For legitimate items, the shop owners paid 2d or 3d per shilling of the value of the item.  They would keep the item for about a week.  If the party had not returned in that time then they would sell the item.  If the party who sold the item returned to claim it, the owner would give them a small portion of the sale.

Another source of income for these traders were married women who came and sold their bedding sheets in exchange for money to buy liquor.  The shop keepers did a good business and amassed so many of these stolen items in their apartments that sometimes the piles of goods would block out the light of day.

It seemed that the primary area for the trade of clothes was in the East End, specifically Rosemary Lane, Petticoat Lane, and the alleys and by-ways between them. 
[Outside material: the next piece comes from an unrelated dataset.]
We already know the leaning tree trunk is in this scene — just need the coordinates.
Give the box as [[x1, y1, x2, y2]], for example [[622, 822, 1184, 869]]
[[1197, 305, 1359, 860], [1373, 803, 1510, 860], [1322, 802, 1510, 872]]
Contrasted to the dolly shop owners were the legitimate pawnbrokers.  These are licensed traders who, many times, were honest in their dealings and did not deal in stolen property.  They usually paid out a third or a quarter of the value of an item and then kept the item for a year before selling it. However, a fair number of them were tempted by the easy profit of stolen goods.

A burglar would often work in conjunction with a pawnbroker, letting him know in advance when a burglary was going to be attempted.  That way the goods could be transferred directly to the pawnbroker's establishment and disposed of immediately.  When this happened silver could be melted down within a quarter of an hour -- not that the burglar stuck around to watch. Not only was a look out often placed at the scene of the crime, but one was also at the location of the fence to watch out for police on patrol.

Usually silver was a good commodity for fences as they could receive almost 5s for an ounce of it.  The burglar was paid 3s 6d, or, if he’s lucky, 4s.  This was a quick profit for the fence of nearly, or more than, 1s an ounce for very little work.  If the average plate weighed an 1/8 of a pound and the burglar managed to steal a set of eight of them, then the shop owner was looking at a profit of 16s for possibly a quarter of an hour of metal work and a little risk.

Other folks ran jewelry business and keep a melted pot of silver in the back to dispose of any stolen loot that comes their way.  These fences usually gave out only a third of the value of any jewelry brought in.

There were any number of people that would receive stolen property, however, and the thieves knew the best place for them to deposit it.  There were sometimes private folks in coffee houses or brothels that knew how to dispose of the goods as well as a pawnbroker. But it was helpful to have a shop of some sort to keep up the appearance of legitimacy.